We next expressed epitope-tagged A20 in COS7 cells. Similar to endogenous A20, Flag-A20 was localized to the cytosol and to small vesicles that were enriched in a juxtanuclear region in most A20 expressing cells (Fig. 1A, panel d). In a fraction of cells, larger A20-containing vesicles were formed (Fig. 1A, panels e, f), which was likely due to higher levels of A20 expression. CFP- or YFP-tagged A20 (CFP-A20/YFP-A20) was similarly localized in many bright speckles near the nuclei (Fig. 2). These vesicles appeared to contain CFP-A20 both in the membranes and in the lumen, although the luminal CFP-A20 could not be stained by a GFP antibody, presumably because the lumen of these compartments was inaccessible to antibodies when cells were permeabilized by a mild detergent NP40 during immunostaining (Fig. 2A). Consistent with this interpretation, previous work demonstrated that a significant fraction of A20 can not be extracted by NP40 lysis buffer [36].

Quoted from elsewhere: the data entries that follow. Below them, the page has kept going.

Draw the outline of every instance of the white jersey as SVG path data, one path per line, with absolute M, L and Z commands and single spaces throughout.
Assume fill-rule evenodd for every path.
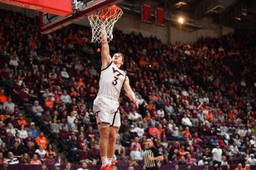
M 125 77 L 126 72 L 111 62 L 106 68 L 101 70 L 100 90 L 97 96 L 118 100 Z

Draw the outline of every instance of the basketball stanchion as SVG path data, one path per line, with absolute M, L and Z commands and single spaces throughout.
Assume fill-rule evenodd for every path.
M 114 5 L 105 8 L 95 14 L 91 14 L 88 17 L 92 30 L 92 42 L 101 42 L 102 28 L 105 29 L 107 42 L 113 39 L 113 28 L 117 20 L 123 14 L 120 8 Z

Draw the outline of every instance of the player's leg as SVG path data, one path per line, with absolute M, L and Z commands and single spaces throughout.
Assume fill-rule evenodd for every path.
M 115 103 L 113 104 L 115 106 Z M 113 106 L 112 105 L 112 106 Z M 112 108 L 113 114 L 110 116 L 110 136 L 108 143 L 108 159 L 109 163 L 112 164 L 112 159 L 115 150 L 115 142 L 117 138 L 117 133 L 120 126 L 120 115 L 118 109 L 119 105 L 116 104 L 115 107 Z
M 118 131 L 119 131 L 119 127 L 110 127 L 110 128 L 108 153 L 107 153 L 109 163 L 111 163 L 114 154 L 115 154 L 115 141 L 116 141 Z
M 98 125 L 100 129 L 100 152 L 101 156 L 102 167 L 105 167 L 108 164 L 108 146 L 109 146 L 109 136 L 110 136 L 110 125 L 100 124 Z
M 110 136 L 110 122 L 109 122 L 109 113 L 105 107 L 94 105 L 94 113 L 96 118 L 96 122 L 98 124 L 98 128 L 100 131 L 100 152 L 101 157 L 102 166 L 100 169 L 105 169 L 108 164 L 108 143 Z M 105 168 L 109 169 L 109 168 Z

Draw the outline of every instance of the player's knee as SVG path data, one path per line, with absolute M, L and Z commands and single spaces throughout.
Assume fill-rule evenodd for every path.
M 104 138 L 105 140 L 109 138 L 110 136 L 110 129 L 108 127 L 105 127 L 100 129 L 100 138 Z
M 104 138 L 104 139 L 108 139 L 110 136 L 110 132 L 104 132 L 100 133 L 100 138 Z
M 116 138 L 117 138 L 116 132 L 110 132 L 110 138 L 111 140 L 115 141 Z

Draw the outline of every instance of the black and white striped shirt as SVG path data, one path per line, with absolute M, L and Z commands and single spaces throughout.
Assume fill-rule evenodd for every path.
M 148 158 L 149 156 L 151 156 L 152 158 L 161 156 L 161 154 L 159 153 L 159 151 L 156 148 L 153 148 L 153 147 L 143 151 L 144 164 L 146 169 L 158 170 L 159 168 L 157 166 L 157 161 L 149 160 Z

(A) Membrane association of CFP-tagged A20. COS7 cells transfected with a CFP-A20 expressing constructs were stained with an anti-GFP antibody (in red), which also recognized the CFP tag. The cells were also imaged using a band pass filter specific for CFP (in green). The insets show an enlarged view of a vesicle indicated by the arrow. (B) FRAP experiment demonstrates the dynamic association of A20 with membranes. A small area (indicated by the boxes) in a COS7 cell expressing YFP-tagged A20 was repeatedly targeted with a high intensity laser light to photobleach the YFP-A20 signal. The recovery of the fluorescent signal was monitored by time-lapse confocal microscopy. (C) Quantification of the FRAP experiments as in B. Where indicated, cells were first treated with nocodazole (10µg/ml) for 10min before photobleaching.

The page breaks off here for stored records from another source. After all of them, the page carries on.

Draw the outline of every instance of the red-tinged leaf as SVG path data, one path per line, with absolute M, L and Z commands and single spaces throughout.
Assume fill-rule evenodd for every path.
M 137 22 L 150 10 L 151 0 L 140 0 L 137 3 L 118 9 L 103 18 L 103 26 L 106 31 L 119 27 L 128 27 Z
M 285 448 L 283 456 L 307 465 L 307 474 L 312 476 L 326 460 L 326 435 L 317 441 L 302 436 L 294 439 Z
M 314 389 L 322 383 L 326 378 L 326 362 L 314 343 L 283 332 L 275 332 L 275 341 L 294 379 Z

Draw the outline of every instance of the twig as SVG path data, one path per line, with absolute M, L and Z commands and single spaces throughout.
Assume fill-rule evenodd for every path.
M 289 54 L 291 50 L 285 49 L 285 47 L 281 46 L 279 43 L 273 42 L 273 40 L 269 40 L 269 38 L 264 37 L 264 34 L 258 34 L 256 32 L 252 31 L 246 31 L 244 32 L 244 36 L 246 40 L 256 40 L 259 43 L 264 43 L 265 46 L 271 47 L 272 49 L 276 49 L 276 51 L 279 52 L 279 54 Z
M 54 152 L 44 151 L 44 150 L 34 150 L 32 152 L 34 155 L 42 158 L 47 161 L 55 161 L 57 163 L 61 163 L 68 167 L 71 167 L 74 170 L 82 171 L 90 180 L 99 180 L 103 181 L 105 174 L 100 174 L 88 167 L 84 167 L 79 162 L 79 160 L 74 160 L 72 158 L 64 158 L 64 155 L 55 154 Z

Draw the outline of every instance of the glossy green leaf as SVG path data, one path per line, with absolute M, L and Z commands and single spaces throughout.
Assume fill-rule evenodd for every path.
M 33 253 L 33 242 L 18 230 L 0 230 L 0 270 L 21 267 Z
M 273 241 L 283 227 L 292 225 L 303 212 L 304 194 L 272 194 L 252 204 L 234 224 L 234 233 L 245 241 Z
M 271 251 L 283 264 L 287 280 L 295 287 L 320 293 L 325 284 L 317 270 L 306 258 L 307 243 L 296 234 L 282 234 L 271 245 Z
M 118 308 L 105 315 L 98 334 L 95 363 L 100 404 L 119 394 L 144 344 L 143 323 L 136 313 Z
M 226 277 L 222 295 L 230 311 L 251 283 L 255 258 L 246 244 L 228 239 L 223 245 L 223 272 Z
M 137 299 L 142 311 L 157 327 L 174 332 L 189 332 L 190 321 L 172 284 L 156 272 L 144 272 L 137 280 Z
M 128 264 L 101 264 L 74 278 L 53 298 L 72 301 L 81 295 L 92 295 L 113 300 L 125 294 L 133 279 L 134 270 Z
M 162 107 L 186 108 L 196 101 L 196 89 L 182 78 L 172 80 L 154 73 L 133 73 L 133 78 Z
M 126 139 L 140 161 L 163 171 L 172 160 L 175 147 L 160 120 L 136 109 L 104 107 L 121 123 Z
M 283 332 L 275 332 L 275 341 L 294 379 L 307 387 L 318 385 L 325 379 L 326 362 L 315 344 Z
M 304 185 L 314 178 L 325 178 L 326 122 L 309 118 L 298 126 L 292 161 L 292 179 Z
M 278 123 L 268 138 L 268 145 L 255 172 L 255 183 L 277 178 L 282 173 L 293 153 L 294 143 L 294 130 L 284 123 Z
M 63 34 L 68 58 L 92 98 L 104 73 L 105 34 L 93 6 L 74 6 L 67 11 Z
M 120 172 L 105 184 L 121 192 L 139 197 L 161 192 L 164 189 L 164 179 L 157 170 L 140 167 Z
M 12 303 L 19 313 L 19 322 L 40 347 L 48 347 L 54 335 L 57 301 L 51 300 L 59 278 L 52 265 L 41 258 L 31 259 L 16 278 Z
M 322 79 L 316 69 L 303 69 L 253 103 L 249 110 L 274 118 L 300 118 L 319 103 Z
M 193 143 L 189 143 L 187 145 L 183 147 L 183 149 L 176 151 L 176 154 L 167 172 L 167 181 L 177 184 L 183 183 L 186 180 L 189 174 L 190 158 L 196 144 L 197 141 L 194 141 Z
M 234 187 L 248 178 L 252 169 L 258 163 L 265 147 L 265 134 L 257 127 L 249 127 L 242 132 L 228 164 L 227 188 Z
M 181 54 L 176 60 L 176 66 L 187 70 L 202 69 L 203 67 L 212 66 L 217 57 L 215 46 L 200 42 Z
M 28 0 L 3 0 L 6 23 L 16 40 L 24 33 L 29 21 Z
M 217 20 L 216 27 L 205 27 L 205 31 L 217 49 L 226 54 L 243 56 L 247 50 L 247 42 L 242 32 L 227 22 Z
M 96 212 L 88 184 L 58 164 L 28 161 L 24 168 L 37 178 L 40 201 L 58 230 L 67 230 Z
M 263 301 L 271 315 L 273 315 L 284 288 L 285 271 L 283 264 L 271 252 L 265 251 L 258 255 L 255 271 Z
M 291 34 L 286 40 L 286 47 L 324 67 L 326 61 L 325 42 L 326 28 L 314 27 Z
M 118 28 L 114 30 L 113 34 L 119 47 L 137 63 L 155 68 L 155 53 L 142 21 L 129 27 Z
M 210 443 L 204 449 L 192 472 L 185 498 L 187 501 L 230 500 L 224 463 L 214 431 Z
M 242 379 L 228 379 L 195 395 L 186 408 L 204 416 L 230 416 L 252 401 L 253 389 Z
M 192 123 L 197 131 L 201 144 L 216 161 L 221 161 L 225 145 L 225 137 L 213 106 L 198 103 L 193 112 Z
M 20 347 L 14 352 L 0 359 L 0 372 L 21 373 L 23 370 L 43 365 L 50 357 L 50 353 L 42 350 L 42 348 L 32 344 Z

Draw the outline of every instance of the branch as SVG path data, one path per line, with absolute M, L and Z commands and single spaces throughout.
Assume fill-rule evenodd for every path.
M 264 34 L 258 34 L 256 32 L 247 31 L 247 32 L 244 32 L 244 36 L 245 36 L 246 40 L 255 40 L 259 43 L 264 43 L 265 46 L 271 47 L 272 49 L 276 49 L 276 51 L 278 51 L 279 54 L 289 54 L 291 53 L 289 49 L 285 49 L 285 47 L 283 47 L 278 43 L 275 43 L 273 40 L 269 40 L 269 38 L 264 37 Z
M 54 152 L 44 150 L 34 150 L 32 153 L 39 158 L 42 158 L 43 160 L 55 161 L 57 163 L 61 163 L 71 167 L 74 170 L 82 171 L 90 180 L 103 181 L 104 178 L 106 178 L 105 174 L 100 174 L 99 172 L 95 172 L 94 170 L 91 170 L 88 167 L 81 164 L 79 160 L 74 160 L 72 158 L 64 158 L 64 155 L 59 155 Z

We next performed FRAP (fluorescence recovery after photobleaching) experiments using YFP-A20 to determine the dynamics of A20-membrane association. Because of the highly mobile nature of the vesicles, we performed photobleaching on larger more stationary YFP-A20-containing structures. Shortly after the removal of the YFP-A20 signal by photobleaching, a rapid recovery of the signal was observed (Fig. 2B). Since the recovery of YFP-A20 signal was similarly observed in cells treated with nocodazole, a microtubule disrupting drug (Fig. 2C), which inhibited the movement and thus the fusion of A20-containing vesicles, the recovery of YFP-A20 signal after photobleaching most likely occurs by recruitment of YFP-A20 from a nearby cytosolic pool rather than by fusion of other A20-containing vesicles with the photobleached membranes. Together, these data demonstrate that a fraction of both endogenously and ectopically expressed A20 is dynamically associated with an intracellular membrane compartment localized near the nuclei.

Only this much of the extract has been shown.